I read with great pleasure Jonathan Cole’s 2009 book The Great American University: Its Rise to Preeminence, Its Indispensible National Role, Why It Must Be Protected.   Cole’s 2009 book asserts that the US higher education is a marvel of the world.   A mere 13 years later, I wonder if Cole holds the same view.   My old professor, Daniel Pipes clearly does not.  He sees a painful and abrupt reckoning on the horizon for higher education in his March, 2021 op-ed in the Wall Street Journal.

https://www.danielpipes.org/20318/the-future-of-us-higher-education

Even at my alma mater, which had codified its principles of free speech, Wokeism has chipped away at its edifice.  Free speech, free thought is the essence of a liberal education.  And it is being systematically suffocated at most universities.

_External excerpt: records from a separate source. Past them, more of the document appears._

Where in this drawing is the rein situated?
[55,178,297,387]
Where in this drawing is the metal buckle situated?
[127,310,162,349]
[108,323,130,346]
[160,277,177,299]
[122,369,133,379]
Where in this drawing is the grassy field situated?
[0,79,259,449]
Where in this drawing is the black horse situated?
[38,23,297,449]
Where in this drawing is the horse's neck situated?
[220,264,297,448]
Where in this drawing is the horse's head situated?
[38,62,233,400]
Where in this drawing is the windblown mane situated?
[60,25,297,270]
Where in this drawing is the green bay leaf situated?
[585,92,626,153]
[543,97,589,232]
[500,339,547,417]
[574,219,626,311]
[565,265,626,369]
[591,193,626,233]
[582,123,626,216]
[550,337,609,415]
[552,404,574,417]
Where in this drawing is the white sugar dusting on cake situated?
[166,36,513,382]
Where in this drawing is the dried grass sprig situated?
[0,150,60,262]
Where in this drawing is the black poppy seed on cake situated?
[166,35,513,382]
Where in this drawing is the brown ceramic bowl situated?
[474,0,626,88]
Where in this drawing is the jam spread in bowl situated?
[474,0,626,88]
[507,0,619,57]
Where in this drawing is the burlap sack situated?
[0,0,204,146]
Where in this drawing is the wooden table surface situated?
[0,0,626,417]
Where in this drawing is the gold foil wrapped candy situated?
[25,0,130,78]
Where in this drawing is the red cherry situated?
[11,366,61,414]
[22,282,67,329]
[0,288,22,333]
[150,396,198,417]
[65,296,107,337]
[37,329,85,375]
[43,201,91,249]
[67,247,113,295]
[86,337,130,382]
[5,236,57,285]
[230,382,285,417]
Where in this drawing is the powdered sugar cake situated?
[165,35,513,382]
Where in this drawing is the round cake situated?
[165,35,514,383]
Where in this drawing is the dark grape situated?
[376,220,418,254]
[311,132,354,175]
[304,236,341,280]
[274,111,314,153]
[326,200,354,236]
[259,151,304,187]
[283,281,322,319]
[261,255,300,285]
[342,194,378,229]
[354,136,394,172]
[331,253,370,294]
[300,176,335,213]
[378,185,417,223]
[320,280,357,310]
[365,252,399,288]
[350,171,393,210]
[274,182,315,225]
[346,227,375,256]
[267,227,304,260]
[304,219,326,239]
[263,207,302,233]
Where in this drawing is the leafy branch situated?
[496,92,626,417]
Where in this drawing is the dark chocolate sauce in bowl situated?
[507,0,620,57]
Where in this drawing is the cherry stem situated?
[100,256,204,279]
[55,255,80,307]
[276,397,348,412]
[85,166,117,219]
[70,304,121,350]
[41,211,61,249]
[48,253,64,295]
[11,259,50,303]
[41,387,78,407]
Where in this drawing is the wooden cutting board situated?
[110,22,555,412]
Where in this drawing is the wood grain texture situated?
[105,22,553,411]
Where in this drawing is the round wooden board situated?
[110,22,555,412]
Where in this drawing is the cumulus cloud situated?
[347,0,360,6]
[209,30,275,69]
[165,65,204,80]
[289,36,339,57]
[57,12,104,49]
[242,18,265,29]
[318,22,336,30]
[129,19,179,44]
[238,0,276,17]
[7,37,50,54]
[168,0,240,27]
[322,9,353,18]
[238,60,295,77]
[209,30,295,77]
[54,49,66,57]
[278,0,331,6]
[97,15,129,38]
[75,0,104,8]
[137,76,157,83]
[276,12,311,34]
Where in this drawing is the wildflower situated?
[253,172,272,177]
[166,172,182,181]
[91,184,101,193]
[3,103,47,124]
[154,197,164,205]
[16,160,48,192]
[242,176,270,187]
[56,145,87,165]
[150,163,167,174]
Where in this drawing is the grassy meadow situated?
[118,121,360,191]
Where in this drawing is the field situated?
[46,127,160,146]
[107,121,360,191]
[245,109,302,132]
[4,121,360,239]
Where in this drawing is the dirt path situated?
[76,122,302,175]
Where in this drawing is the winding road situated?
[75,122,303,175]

Finally, there is China.   The pernicious influence of the CCP throughout higher education cannot be understated.  From the recent conviction of Charles Liebman, head of the chemistry department at Harvard to the China BiWeekly Seminar on Public Economics at The University of Chicago’s Becker Friedman Institute, the CCP has infiltrated throughout higher education.  We have between 300-400 thousand Chinese students here every year.  Why are we educating Chinese youth, while neglecting our own?  These students will become the foundation for the regime that seeks to upend the U.S.  One only needs to look at the NBA to see what happens to free speech and free thought when an industry becomes dependent on Chinese money. 

The deal has been changed.  As with urban living, we need to rethink our deal with higher education.  The quality has gone down.  The price has gone up.  It has been repurposed for aims that are anti-Enlightenment.   And it has allowed the CCP to take residence.   In the parlance of the Woke, higher ed needs to be deconstructed.